Privacy notice
This notice explains what personal data ClubTitan handles, why, and the rights you have over it. We've written it to be read, not skimmed past — if anything is unclear, contact us and we'll explain it plainly.
Who we are
ClubTitan is operated by [to be confirmed before launch — registered company name and number], registered in [to be confirmed before launch]. Our ICO registration number is [to be confirmed before launch]. You can reach us about anything in this notice at [to be confirmed before launch — privacy contact email].
Two roles: your club's data, and our own
Most of the personal data on ClubTitan belongs to clubs, not to us. When a club uses ClubTitan to manage its members, the club decides what data is collected and why — the club is the data controller, and we process that data on the club's behalf and on its instructions.
For a smaller set of data we are the controller ourselves: your ClubTitan account details (name, email, sign-in information), records we need to run and secure the service, and — only where the law allows — marketing communications about ClubTitan.
What we hold for clubs
- Member and team records: names, contact details, dates of birth, registrations.
- Guardian and family links — who is responsible for which child (see the children's section below).
- Consents the club records: photo consent, trips, medical information the club needs for duty of care — versioned, per person, withdrawable at any time.
- Payment records: what was owed and paid. Card details never touch our systems — payments are processed by Stripe, and money goes to the club's own Stripe account.
- Messages, availability responses, fixtures, results and club website content.
Children's data — built children-first
Around half the people at a grassroots club are under 18, so this is not fine print for us.

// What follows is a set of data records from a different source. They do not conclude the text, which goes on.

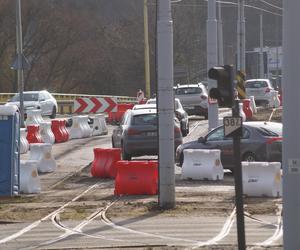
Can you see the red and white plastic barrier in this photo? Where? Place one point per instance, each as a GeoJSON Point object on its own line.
{"type": "Point", "coordinates": [87, 130]}
{"type": "Point", "coordinates": [104, 164]}
{"type": "Point", "coordinates": [29, 178]}
{"type": "Point", "coordinates": [202, 164]}
{"type": "Point", "coordinates": [274, 101]}
{"type": "Point", "coordinates": [33, 134]}
{"type": "Point", "coordinates": [46, 132]}
{"type": "Point", "coordinates": [58, 127]}
{"type": "Point", "coordinates": [34, 116]}
{"type": "Point", "coordinates": [99, 125]}
{"type": "Point", "coordinates": [24, 145]}
{"type": "Point", "coordinates": [80, 127]}
{"type": "Point", "coordinates": [42, 153]}
{"type": "Point", "coordinates": [242, 113]}
{"type": "Point", "coordinates": [115, 117]}
{"type": "Point", "coordinates": [136, 178]}
{"type": "Point", "coordinates": [262, 179]}
{"type": "Point", "coordinates": [247, 108]}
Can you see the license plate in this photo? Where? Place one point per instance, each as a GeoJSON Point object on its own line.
{"type": "Point", "coordinates": [151, 133]}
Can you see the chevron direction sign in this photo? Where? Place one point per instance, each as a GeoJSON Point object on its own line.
{"type": "Point", "coordinates": [95, 105]}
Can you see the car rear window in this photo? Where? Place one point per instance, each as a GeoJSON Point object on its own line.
{"type": "Point", "coordinates": [274, 131]}
{"type": "Point", "coordinates": [145, 119]}
{"type": "Point", "coordinates": [26, 97]}
{"type": "Point", "coordinates": [256, 84]}
{"type": "Point", "coordinates": [188, 91]}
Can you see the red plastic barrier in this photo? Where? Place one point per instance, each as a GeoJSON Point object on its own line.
{"type": "Point", "coordinates": [115, 117]}
{"type": "Point", "coordinates": [247, 108]}
{"type": "Point", "coordinates": [57, 127]}
{"type": "Point", "coordinates": [104, 164]}
{"type": "Point", "coordinates": [64, 129]}
{"type": "Point", "coordinates": [136, 178]}
{"type": "Point", "coordinates": [33, 134]}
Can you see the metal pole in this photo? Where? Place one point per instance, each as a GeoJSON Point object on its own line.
{"type": "Point", "coordinates": [212, 60]}
{"type": "Point", "coordinates": [241, 42]}
{"type": "Point", "coordinates": [20, 59]}
{"type": "Point", "coordinates": [238, 184]}
{"type": "Point", "coordinates": [220, 35]}
{"type": "Point", "coordinates": [291, 120]}
{"type": "Point", "coordinates": [165, 105]}
{"type": "Point", "coordinates": [261, 54]}
{"type": "Point", "coordinates": [146, 48]}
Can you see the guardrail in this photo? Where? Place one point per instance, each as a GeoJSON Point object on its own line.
{"type": "Point", "coordinates": [65, 102]}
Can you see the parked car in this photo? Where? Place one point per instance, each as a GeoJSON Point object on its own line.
{"type": "Point", "coordinates": [42, 100]}
{"type": "Point", "coordinates": [180, 113]}
{"type": "Point", "coordinates": [137, 133]}
{"type": "Point", "coordinates": [193, 98]}
{"type": "Point", "coordinates": [261, 141]}
{"type": "Point", "coordinates": [261, 89]}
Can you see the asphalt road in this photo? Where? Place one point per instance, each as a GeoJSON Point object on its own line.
{"type": "Point", "coordinates": [209, 223]}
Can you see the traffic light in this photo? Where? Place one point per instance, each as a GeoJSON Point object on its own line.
{"type": "Point", "coordinates": [224, 93]}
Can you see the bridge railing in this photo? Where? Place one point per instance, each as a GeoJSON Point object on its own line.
{"type": "Point", "coordinates": [65, 102]}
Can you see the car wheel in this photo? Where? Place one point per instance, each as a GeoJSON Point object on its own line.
{"type": "Point", "coordinates": [53, 114]}
{"type": "Point", "coordinates": [249, 157]}
{"type": "Point", "coordinates": [125, 156]}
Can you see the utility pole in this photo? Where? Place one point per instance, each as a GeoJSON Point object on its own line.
{"type": "Point", "coordinates": [220, 35]}
{"type": "Point", "coordinates": [165, 102]}
{"type": "Point", "coordinates": [261, 45]}
{"type": "Point", "coordinates": [241, 42]}
{"type": "Point", "coordinates": [146, 48]}
{"type": "Point", "coordinates": [212, 60]}
{"type": "Point", "coordinates": [19, 63]}
{"type": "Point", "coordinates": [291, 120]}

A child's profile is owned and controlled by their guardian — a verified parent or guardian creates it, answers for it, and can withdraw any consent at any time. That boundary is enforced in the database itself, not just in the interface.
We follow the ICO's Age Appropriate Design Code (the Children's Code) by default:
- High-privacy settings by default — nothing about a child is public unless a guardian chooses it.

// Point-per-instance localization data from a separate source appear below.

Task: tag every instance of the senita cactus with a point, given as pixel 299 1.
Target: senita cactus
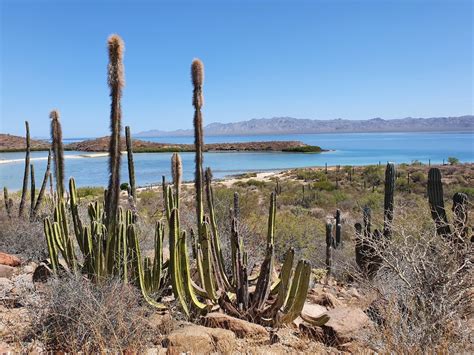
pixel 460 210
pixel 390 175
pixel 8 202
pixel 329 245
pixel 131 165
pixel 26 172
pixel 436 201
pixel 58 152
pixel 33 191
pixel 197 76
pixel 42 191
pixel 116 83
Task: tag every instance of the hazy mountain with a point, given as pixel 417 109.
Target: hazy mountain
pixel 286 125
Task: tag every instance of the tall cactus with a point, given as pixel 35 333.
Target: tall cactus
pixel 8 202
pixel 390 176
pixel 42 191
pixel 197 76
pixel 26 172
pixel 33 191
pixel 116 83
pixel 131 165
pixel 58 152
pixel 436 201
pixel 460 210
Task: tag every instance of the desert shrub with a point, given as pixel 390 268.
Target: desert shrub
pixel 89 191
pixel 421 291
pixel 22 237
pixel 453 161
pixel 324 185
pixel 80 316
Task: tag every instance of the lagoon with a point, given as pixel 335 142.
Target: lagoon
pixel 346 149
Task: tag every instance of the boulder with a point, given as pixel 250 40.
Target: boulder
pixel 10 260
pixel 240 327
pixel 345 324
pixel 6 271
pixel 198 339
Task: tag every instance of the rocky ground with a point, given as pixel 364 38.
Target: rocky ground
pixel 24 283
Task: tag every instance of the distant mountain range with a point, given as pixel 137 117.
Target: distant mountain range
pixel 289 125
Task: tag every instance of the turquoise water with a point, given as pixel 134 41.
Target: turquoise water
pixel 346 149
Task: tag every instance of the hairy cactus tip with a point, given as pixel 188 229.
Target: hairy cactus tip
pixel 176 169
pixel 54 115
pixel 116 48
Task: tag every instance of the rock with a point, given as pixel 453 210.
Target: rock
pixel 313 310
pixel 323 298
pixel 6 271
pixel 344 324
pixel 10 260
pixel 42 273
pixel 240 327
pixel 199 340
pixel 6 285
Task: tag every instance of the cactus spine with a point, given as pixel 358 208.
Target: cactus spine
pixel 33 191
pixel 58 152
pixel 26 172
pixel 435 198
pixel 390 175
pixel 42 191
pixel 8 202
pixel 116 84
pixel 131 165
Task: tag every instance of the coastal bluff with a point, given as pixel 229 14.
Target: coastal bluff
pixel 10 143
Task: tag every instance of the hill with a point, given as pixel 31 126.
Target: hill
pixel 289 125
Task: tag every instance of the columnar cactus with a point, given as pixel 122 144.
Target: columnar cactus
pixel 58 152
pixel 329 244
pixel 32 191
pixel 42 191
pixel 436 201
pixel 131 165
pixel 116 83
pixel 8 202
pixel 26 172
pixel 390 175
pixel 460 210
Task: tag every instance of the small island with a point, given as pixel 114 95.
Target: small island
pixel 10 143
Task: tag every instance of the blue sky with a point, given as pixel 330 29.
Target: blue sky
pixel 304 59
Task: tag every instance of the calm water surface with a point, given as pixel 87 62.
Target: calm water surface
pixel 347 149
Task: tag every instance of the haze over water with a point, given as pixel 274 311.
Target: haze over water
pixel 346 149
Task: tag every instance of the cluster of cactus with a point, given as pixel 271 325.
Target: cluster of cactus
pixel 367 256
pixel 109 243
pixel 438 212
pixel 29 173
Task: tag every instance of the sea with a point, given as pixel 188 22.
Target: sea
pixel 352 149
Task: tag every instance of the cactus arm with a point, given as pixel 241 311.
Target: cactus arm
pixel 390 176
pixel 26 172
pixel 436 201
pixel 43 185
pixel 132 237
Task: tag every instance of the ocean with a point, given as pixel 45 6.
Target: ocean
pixel 345 149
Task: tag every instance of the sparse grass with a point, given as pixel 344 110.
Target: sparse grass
pixel 79 316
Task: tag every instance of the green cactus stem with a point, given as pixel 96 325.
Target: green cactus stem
pixel 131 165
pixel 329 244
pixel 32 191
pixel 42 191
pixel 58 152
pixel 26 172
pixel 436 201
pixel 8 202
pixel 390 175
pixel 116 84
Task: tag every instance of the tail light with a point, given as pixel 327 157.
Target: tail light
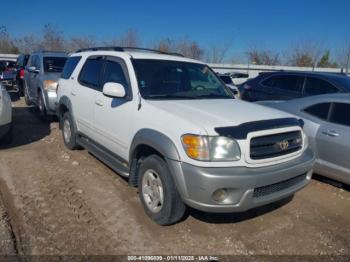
pixel 21 73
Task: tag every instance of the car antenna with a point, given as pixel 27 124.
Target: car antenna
pixel 140 104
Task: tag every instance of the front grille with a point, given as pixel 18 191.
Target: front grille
pixel 270 189
pixel 275 145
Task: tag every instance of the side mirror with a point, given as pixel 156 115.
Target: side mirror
pixel 33 69
pixel 114 90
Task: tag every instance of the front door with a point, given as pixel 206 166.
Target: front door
pixel 112 116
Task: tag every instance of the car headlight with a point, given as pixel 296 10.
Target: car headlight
pixel 211 148
pixel 50 85
pixel 306 141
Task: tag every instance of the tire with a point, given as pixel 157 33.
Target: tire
pixel 68 132
pixel 8 137
pixel 170 207
pixel 26 96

- No geolocation tracking of children.
- No nudge techniques designed to keep children on screens — recognition rewards what happens on the pitch, never app time.
- When a coach messages a young player, the guardians are automatically included — the platform cannot send a private adult-to-child message.
DBS and safeguarding checks
To help welfare officers track that coaches' checks are current, we store DBS certificate numbers and dates only — never the certificates or any supporting documents.
Marketing communications
We follow PECR. We only send marketing to people who have signed up for ClubTitan or asked to hear from us (the “soft opt-in”), and every marketing message contains a one-tap unsubscribe link that works without signing in. Unsubscribing takes effect immediately. Club-to-member marketing sent through the platform follows the same rules, with the same tokenised unsubscribe in every send.
Where your data goes
We use a small number of service providers to run the platform — hosting, database and payment processing (Stripe) — under contracts that bind them to protect your data. We do not sell personal data, and we never will. The full list of sub-processors will be published at [to be confirmed before launch].
How long we keep it
Club data is kept for as long as the club uses ClubTitan and instructs us to hold it. When a club leaves, it can export everything first; we then delete the club's data on a published schedule [retention periods to be confirmed before launch]. Account data is deleted when you delete your account, except the minimum we must keep to meet legal obligations.
Your rights
You can ask for a copy of your data, ask us to correct or delete it, object to or restrict processing, and take your data elsewhere. Export is built into the product — clubs and members can download their data in open formats at any time, without asking us. For anything else, including subject access requests, contact [to be confirmed before launch — privacy contact email]. Where we process data on a club's behalf, we'll pass your request to the club and help them answer it. You also have the right to complain to the Information Commissioner's Office (ico.org.uk).
Changes to this notice
If we change this notice in a way that matters, we'll tell clubs and members directly — not bury it. This draft was last updated in July 2026.